On April 17th, the decentralized finance (DeFi) project Beanstalk Farms was exploited for $182 million after an attacker mounted a lightning-fast hostile takeover, buying a controlling stake of tokens and immediately voting to send themself all of the funds.
The incident sparked discussion around “governance attacks,” a way of manipulating blockchain projects that use decentralized governance structures by gaining enough voting rights to reshape the rules.
In the wake of the attack, chat logs and video evidence show that the founders were warned about the risk of exactly this kind of attack, but they dismissed community members’ concerns.
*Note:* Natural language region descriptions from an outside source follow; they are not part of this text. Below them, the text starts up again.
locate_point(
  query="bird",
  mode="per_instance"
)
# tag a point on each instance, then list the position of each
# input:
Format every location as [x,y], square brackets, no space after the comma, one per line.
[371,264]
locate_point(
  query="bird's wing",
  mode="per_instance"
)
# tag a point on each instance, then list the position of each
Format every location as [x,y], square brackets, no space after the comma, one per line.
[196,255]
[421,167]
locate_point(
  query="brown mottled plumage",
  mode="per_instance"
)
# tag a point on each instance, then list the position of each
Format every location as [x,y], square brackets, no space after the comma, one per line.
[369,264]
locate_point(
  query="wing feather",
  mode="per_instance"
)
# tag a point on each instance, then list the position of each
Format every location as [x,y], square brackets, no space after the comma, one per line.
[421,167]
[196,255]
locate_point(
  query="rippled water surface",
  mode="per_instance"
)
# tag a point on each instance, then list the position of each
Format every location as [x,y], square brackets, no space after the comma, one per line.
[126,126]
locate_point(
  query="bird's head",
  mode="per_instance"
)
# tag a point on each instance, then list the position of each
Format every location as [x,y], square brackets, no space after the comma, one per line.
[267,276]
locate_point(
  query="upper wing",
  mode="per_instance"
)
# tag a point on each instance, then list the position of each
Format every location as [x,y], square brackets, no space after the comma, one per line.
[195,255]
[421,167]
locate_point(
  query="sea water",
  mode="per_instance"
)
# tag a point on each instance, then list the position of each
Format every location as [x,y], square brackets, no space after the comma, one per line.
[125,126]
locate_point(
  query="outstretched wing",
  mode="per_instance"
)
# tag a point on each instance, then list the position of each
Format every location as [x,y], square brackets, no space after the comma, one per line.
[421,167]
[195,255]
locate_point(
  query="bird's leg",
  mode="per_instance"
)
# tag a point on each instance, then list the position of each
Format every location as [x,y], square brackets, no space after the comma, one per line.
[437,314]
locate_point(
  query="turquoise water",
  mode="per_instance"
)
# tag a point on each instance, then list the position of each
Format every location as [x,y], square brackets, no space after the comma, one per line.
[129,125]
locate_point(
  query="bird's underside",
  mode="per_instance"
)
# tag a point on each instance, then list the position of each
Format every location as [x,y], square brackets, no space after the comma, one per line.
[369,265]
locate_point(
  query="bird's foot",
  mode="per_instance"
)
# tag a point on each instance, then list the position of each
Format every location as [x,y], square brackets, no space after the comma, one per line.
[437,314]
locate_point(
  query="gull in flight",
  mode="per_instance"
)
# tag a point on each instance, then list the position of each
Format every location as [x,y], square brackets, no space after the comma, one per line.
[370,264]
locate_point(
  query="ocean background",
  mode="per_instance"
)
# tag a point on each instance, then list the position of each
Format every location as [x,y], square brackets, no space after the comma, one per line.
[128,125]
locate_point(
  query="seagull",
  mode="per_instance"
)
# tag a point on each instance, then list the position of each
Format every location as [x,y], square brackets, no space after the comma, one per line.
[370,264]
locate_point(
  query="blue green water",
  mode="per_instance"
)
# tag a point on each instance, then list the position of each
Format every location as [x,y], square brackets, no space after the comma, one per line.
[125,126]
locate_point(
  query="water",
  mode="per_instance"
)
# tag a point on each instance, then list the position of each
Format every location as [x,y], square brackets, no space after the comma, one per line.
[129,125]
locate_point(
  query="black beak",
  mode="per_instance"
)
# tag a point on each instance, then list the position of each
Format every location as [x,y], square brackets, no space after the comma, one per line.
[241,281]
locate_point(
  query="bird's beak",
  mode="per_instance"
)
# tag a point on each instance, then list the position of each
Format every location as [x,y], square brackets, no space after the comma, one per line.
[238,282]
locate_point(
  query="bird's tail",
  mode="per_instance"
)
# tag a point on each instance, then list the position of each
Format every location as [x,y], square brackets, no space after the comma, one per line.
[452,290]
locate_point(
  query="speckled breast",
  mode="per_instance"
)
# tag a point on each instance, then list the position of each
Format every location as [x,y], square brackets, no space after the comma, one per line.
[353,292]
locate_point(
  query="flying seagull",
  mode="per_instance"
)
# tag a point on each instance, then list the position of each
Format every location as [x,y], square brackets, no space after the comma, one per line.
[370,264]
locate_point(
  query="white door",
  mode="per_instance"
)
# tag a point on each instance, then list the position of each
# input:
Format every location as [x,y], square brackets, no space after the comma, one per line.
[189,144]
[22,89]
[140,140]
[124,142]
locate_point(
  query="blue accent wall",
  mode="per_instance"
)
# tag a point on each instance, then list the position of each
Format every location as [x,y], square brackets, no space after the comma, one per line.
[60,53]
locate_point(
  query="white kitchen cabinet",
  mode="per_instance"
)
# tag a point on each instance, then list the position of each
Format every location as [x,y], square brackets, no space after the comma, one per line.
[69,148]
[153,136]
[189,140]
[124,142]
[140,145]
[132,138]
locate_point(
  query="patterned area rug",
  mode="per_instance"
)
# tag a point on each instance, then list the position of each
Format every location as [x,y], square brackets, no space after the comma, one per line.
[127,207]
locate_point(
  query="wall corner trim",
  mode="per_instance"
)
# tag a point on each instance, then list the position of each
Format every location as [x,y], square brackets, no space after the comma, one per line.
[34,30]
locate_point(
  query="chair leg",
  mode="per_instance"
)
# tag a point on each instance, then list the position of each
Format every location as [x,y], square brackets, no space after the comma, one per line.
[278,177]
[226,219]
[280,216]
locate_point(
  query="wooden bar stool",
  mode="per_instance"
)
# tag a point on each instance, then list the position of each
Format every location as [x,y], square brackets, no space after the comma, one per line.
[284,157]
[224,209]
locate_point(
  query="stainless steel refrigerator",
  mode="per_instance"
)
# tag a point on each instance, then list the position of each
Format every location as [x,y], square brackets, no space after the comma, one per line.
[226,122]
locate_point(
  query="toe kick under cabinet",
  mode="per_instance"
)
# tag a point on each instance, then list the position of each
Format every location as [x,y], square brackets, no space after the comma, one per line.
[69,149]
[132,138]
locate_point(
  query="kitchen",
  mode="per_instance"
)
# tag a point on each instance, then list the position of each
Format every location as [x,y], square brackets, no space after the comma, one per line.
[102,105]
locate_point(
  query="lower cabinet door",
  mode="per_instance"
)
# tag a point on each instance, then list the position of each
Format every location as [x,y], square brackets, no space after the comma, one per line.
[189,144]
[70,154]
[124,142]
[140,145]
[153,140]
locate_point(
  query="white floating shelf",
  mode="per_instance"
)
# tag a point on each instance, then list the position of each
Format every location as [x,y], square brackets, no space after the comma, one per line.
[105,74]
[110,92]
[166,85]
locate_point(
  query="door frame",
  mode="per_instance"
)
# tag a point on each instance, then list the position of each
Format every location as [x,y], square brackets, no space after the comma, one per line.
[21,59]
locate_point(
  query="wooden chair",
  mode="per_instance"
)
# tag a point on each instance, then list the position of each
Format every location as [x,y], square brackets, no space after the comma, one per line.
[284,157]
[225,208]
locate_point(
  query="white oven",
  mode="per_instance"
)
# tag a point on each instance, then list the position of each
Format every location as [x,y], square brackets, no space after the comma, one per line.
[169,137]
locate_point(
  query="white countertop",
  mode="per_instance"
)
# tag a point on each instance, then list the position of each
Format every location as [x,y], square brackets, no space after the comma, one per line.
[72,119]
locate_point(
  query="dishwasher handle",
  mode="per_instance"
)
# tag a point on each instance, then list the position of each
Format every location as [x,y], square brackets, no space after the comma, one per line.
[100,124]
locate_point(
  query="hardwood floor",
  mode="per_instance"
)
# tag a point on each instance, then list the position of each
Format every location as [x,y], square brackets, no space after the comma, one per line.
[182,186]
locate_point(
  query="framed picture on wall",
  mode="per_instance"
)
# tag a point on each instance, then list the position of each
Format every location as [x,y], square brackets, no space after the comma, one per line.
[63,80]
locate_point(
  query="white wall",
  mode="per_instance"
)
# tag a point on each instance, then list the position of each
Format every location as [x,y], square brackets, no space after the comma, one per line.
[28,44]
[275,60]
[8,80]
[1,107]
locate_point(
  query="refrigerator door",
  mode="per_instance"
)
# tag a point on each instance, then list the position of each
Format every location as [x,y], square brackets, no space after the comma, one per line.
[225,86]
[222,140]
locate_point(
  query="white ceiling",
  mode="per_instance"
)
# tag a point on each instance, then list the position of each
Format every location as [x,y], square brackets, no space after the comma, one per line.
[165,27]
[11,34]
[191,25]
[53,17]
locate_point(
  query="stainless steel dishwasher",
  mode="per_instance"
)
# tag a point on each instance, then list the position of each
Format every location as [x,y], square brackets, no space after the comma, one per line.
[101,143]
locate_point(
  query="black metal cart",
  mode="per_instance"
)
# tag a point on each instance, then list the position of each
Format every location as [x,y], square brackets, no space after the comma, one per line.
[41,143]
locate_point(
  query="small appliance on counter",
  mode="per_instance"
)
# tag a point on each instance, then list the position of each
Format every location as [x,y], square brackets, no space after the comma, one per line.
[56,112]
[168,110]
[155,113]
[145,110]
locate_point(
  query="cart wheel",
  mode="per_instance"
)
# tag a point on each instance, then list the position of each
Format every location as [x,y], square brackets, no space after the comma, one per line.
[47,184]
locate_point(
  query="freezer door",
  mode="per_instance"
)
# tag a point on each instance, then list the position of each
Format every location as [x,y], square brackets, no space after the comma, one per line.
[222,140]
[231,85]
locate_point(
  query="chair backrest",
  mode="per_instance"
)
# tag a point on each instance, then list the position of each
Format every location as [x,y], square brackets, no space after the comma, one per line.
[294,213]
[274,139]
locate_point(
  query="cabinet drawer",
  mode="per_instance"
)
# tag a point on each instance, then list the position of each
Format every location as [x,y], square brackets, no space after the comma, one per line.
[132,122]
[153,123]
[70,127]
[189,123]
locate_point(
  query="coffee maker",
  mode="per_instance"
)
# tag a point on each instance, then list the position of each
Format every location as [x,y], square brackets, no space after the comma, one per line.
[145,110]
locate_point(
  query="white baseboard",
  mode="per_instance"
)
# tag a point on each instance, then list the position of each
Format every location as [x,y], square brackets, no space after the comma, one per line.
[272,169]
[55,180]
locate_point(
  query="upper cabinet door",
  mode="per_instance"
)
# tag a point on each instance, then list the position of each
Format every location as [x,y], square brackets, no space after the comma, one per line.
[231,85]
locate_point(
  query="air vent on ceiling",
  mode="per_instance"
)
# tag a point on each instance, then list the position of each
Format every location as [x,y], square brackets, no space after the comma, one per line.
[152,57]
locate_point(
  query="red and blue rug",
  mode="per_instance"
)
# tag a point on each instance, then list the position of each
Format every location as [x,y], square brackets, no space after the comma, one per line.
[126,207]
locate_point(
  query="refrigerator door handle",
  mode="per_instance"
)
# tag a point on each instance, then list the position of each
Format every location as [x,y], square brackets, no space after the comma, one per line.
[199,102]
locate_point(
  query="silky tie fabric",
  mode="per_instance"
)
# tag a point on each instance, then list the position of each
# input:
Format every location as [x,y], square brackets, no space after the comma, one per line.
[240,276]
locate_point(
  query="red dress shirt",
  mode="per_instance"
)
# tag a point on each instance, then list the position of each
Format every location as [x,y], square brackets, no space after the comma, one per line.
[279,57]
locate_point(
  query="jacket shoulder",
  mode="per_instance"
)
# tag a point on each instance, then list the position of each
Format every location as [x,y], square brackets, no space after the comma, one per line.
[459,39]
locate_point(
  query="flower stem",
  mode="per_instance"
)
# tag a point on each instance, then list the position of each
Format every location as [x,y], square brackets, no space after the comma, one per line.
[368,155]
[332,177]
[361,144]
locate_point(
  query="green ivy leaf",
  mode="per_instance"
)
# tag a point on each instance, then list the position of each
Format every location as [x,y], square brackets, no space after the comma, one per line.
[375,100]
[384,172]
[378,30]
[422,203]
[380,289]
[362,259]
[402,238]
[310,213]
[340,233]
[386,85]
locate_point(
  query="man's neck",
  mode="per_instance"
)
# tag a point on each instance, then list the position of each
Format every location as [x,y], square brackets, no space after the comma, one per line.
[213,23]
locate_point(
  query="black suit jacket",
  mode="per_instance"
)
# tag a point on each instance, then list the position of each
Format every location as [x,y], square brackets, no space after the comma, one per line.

The Beanstalk exploit was made possible by another DeFi mechanism known as a “flash loan,” which allows users to borrow large amounts of cryptocurrency for very short periods of time. In the case of the recent hack, the attacker borrowed close to $1 billion in cryptocurrency assets through a service called Aave, exchanged them for a 67 percent share in the Beanstalk project, voted through their own proposal to withdraw the entire treasury, and returned the borrowed funds — all in less than 13 seconds.
Though the attack shocked Beanstalk users — some of whom claimed to have lost six-figure sums of money — the threat of a governance attack was raised in Beanstalk’s Discord server months previously and in at least one public AMA session held by Publius, the development team behind the project.